ACLU Wins Sunshine Lawsuit Against St. Louis Corrections



During its efforts to improve the way inmates can complain about abuse, neglect, or poor conditions in the city's workhouse, the American Civil Liberties Union of Eastern Missouri hit a brick wall.

When the inquiry started, they were cooperating with then-Corrections Commissioner Gene Stubblefield. Then Stubblefield was fired in December after a series of jail breaks and the collaboration fell apart.

"Our request for public records was -- it wasn't refused, it was ignored," says Tony Rothert, the ACLU-EM legal director.

The workhouses' troubles have been well-documented after a series of jailbreaks, mismanagement, and understaffing, but Rothert says the ACLU also hears complaints about things like, oh, guards setting up fights.

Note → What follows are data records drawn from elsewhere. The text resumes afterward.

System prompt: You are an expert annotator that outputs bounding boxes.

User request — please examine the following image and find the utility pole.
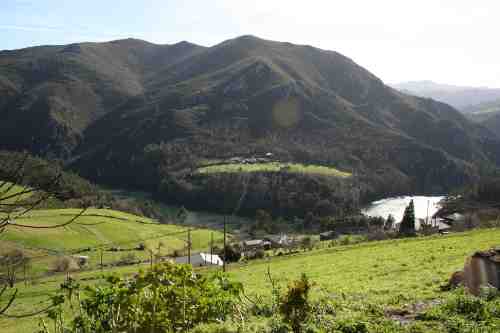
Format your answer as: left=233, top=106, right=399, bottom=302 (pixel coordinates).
left=188, top=229, right=191, bottom=264
left=222, top=214, right=226, bottom=272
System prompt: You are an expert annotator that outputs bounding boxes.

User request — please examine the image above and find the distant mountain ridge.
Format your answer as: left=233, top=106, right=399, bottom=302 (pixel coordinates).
left=392, top=81, right=500, bottom=112
left=0, top=36, right=500, bottom=213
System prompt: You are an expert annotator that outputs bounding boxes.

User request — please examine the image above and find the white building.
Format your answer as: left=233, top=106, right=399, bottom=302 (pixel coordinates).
left=175, top=252, right=223, bottom=267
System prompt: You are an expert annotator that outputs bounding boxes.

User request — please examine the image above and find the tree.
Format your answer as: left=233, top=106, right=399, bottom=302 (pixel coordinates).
left=399, top=200, right=416, bottom=236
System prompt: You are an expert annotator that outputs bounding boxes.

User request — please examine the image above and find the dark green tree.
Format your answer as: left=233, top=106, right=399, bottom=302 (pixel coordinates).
left=399, top=200, right=416, bottom=236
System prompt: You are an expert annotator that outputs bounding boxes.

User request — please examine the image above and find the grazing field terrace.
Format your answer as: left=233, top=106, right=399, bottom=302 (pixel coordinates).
left=196, top=162, right=351, bottom=178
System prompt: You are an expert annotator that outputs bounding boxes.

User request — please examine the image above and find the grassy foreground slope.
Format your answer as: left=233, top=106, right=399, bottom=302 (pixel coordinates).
left=198, top=162, right=351, bottom=178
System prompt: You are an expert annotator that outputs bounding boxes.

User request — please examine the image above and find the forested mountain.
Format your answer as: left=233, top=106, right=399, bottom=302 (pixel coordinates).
left=0, top=36, right=500, bottom=215
left=393, top=81, right=500, bottom=109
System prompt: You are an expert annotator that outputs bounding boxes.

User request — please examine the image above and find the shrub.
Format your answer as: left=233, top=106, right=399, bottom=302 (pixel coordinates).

The ACLU's original request for "any and all records relating to the inmate grievance process" was sent on September 27, 2011, just 11 days after Stubblefield was suspended. A month later, Rothert wrote the corrections department again, saying they'd heard nothing back. Charles Bryson, then the director of public safety, replied that the person they'd been sending letters to was no longer an employee, but that an answer to the Sunshine Request would be sent in a matter of days. A month later, nothing.

Finally the ACLU did what the ACLU does -- filed a lawsuit against the city, the Department of Public Safety, and the Department of Corrections, saying its "knowing" or "purposeful" failure to turn over documents "causes irreparably injury to Plaintiffs and public by depriving them of public information to which they are entitled."

Read the whole lawsuit here.

"After we filed the lawsuit, however, the city promptly owned up to its errors and gave up the records they had," says Rothert. "They are to be commended for owning up to their failure to comply with the Sunshine Law."

A judge agreed in an order issued Wednesday in favor of the ACLU, ordering the city to fork over about $1,100 in attorneys fees.

Although Rothert concedes that the corrections department was likely in a fair amount of "chaos" during the last year, he says the fact that the city has to pay its lawyer bills says something about how the ACLU's requests got lost in the shuffle.

"You only get attorneys' fees and costs if it's knowing and purposeful," he says.

In the meantime, Rothert says some of the ACLU's recommendations for changes in the jail have already been implemented and they will continue to work on making grievance process more transparent.